À l’arrivée de la première ministre Judith Suminwa dans la ville de Bunia pour évaluer l’état de siège décrété en Ituri depuis mai 2021, cinq (5) journalistes ont été agressés par des agents de l’ordre.
À l’aéroport, il fallait en principe réaliser une interview avec la première ministre au tarmac comme cela a toujours été le cas. Alors qu’on appelait les journalistes pour cette fin, certains journalistes dont Charlie Omba, Jospin Wa Jorkim, Saliboko Mangala, Papy Kilongo et Rachidi Kudra ont été violemment repoussés et refuser d’exercer leur travail pourtant acredités pour la couverture de cette arrivée.
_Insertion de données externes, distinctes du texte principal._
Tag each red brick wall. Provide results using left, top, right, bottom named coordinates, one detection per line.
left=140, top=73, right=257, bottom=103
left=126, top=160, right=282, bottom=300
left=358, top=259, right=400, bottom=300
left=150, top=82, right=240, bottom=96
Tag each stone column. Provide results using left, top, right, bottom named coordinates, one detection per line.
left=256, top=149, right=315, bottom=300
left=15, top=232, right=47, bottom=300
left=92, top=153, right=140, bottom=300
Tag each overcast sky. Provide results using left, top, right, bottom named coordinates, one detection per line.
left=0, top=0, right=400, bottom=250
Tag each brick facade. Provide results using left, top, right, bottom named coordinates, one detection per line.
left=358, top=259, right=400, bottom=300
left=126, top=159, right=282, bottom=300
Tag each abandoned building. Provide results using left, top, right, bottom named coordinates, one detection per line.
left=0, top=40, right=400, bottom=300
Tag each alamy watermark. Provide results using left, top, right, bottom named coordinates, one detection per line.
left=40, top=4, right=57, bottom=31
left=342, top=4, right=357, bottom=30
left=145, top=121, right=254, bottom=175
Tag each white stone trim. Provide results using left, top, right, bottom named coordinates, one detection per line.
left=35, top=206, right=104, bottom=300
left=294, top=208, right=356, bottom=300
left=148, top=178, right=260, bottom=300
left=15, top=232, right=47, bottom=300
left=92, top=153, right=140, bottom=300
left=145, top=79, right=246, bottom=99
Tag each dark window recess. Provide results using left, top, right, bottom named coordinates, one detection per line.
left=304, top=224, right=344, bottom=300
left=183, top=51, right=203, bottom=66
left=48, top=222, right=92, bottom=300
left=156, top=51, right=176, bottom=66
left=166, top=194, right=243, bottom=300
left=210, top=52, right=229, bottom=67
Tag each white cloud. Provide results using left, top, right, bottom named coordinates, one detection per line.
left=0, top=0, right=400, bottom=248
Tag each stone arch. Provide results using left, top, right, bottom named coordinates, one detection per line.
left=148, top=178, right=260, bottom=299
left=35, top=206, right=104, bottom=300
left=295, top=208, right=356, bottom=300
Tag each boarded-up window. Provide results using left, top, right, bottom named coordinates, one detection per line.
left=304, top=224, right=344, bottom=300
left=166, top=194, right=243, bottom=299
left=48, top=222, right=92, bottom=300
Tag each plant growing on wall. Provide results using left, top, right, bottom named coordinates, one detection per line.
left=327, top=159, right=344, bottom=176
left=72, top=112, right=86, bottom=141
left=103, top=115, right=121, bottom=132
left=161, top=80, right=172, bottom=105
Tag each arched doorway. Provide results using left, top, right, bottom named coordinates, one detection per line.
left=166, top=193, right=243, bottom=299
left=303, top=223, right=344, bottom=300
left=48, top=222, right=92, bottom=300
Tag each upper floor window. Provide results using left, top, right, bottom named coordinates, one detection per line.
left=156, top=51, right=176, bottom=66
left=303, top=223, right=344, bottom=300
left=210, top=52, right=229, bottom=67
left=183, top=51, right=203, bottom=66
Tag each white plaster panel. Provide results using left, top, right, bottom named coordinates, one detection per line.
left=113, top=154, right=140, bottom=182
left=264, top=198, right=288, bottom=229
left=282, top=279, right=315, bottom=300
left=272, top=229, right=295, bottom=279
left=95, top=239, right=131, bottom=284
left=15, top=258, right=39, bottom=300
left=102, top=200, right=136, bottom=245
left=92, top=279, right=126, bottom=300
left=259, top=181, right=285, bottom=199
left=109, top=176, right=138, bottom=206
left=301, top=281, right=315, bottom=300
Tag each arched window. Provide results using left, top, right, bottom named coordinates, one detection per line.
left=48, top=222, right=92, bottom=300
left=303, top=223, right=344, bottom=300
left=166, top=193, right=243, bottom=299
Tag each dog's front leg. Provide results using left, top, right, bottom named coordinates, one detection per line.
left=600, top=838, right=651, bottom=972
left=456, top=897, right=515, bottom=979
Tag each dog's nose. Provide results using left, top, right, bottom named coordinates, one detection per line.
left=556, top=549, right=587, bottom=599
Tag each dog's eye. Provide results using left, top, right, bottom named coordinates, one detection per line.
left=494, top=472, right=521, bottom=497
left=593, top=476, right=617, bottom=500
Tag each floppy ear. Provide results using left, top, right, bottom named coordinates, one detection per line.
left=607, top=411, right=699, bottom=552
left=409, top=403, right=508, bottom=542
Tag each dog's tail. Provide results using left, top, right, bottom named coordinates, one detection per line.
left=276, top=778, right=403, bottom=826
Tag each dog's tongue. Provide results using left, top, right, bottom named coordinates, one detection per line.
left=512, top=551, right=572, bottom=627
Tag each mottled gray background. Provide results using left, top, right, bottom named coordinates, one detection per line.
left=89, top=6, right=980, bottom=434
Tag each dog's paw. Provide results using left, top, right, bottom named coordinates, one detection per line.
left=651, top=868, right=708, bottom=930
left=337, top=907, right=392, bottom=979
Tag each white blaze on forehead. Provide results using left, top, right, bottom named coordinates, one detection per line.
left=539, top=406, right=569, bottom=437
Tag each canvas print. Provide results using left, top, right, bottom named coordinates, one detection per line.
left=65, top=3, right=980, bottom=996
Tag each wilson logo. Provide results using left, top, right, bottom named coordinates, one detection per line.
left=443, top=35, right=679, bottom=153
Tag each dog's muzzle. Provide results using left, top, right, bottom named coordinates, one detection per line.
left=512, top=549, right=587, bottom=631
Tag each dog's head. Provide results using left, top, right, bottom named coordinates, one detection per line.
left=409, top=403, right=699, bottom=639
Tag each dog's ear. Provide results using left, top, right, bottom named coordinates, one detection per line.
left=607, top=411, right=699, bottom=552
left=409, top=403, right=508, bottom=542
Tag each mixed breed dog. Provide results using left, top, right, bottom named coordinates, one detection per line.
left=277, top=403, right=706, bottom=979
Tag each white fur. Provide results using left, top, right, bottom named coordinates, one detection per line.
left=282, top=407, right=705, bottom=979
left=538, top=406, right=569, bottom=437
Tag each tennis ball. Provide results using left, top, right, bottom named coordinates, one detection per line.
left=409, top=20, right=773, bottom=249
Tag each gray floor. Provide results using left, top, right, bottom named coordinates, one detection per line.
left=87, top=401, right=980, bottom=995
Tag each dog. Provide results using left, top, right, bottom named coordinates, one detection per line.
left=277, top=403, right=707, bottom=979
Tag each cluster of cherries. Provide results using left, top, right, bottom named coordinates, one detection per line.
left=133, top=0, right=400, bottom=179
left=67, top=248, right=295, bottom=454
« C’est avec émotion que je m’exprime, après avoir été agressé par éléments de la police et de l’armée à l’aéroport de Bunia, ils m’ont collé, ils ont tiré mon habit, m’empêchant d’aller faire l’interview avec la première ministre, l’autre m’a même piétiné avec ses boutines, je suis en colère contre ces militaires qui n’ont pas de respect envers les journalistes (…) », a déclaré Charlie Omba, l’une des victimes.
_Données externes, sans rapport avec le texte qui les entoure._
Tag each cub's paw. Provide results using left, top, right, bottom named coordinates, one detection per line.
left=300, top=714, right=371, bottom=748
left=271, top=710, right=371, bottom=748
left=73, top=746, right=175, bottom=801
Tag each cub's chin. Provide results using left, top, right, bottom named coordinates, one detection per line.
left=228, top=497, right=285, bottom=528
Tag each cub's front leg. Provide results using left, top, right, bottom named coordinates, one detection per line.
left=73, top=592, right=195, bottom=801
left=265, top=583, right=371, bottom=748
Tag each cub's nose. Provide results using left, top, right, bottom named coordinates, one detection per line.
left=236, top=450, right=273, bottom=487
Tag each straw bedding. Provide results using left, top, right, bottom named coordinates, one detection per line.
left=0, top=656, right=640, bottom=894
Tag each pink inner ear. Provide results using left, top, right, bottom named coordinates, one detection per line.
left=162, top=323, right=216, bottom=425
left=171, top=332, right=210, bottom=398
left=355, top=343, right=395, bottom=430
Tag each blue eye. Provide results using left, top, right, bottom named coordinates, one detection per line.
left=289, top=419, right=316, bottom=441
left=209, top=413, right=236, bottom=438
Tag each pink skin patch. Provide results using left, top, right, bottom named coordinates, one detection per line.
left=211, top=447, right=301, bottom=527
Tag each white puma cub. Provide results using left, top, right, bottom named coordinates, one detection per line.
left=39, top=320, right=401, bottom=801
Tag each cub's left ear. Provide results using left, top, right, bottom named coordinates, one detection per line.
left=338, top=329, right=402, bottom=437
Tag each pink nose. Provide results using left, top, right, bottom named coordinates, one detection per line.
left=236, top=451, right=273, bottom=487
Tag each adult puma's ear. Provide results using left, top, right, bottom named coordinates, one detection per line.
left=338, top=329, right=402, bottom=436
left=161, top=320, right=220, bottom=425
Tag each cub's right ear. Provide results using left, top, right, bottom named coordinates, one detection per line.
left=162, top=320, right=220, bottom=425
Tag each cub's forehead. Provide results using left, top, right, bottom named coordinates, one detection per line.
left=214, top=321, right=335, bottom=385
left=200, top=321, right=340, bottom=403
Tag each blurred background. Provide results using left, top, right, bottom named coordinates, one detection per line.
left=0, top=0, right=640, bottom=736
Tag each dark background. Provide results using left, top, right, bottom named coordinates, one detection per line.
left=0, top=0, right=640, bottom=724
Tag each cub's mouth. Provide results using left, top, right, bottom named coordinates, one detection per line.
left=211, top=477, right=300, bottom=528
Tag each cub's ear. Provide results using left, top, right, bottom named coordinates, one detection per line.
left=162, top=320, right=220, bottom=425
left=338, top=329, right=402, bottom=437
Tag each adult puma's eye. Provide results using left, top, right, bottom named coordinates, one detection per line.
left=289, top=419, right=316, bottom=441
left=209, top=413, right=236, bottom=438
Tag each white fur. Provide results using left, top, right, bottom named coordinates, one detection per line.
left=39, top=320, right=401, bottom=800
L’organisation Journaliste En Danger (JED) se dit choquée de cet acte déplorable à l’endroit des journalistes. Son responsable dans la province de l’Ituri promet de rencontrer les autorités compétentes et même profiter de voir la première ministre lors de ses consultations, pour lui présenter ce cas.
« C’est une désolation d’autant plus que nous avons été invités officiellement pour couvrir l’arrivée de la première ministre, les journalistes qui avaient les macarons se sont vus empêcher d’accéder au tarmac où la dame devrait faire l’interview avec les journalistes. Nous allons poursuivre ce cas pour qu’il reste pas impuni (…) », s’est ainsi exprimé Freddy Upar de JED à ACTU7.CD.
Jusqu’à 22 heures du samedi, le responsable de JED Ituri n’avait pas eu la chance de rencontrer la première ministre, mais pensait la voir avant son départ.
La première ministre, Judith Suminwa Tuluka était à Bunia depuis samedi après l’étape de Goma au Nord-Kivu où elle chapeautait une délégation ministérielle et des sénateurs ainsi que des députés nationaux dans le but d’évaluer l’état de siège.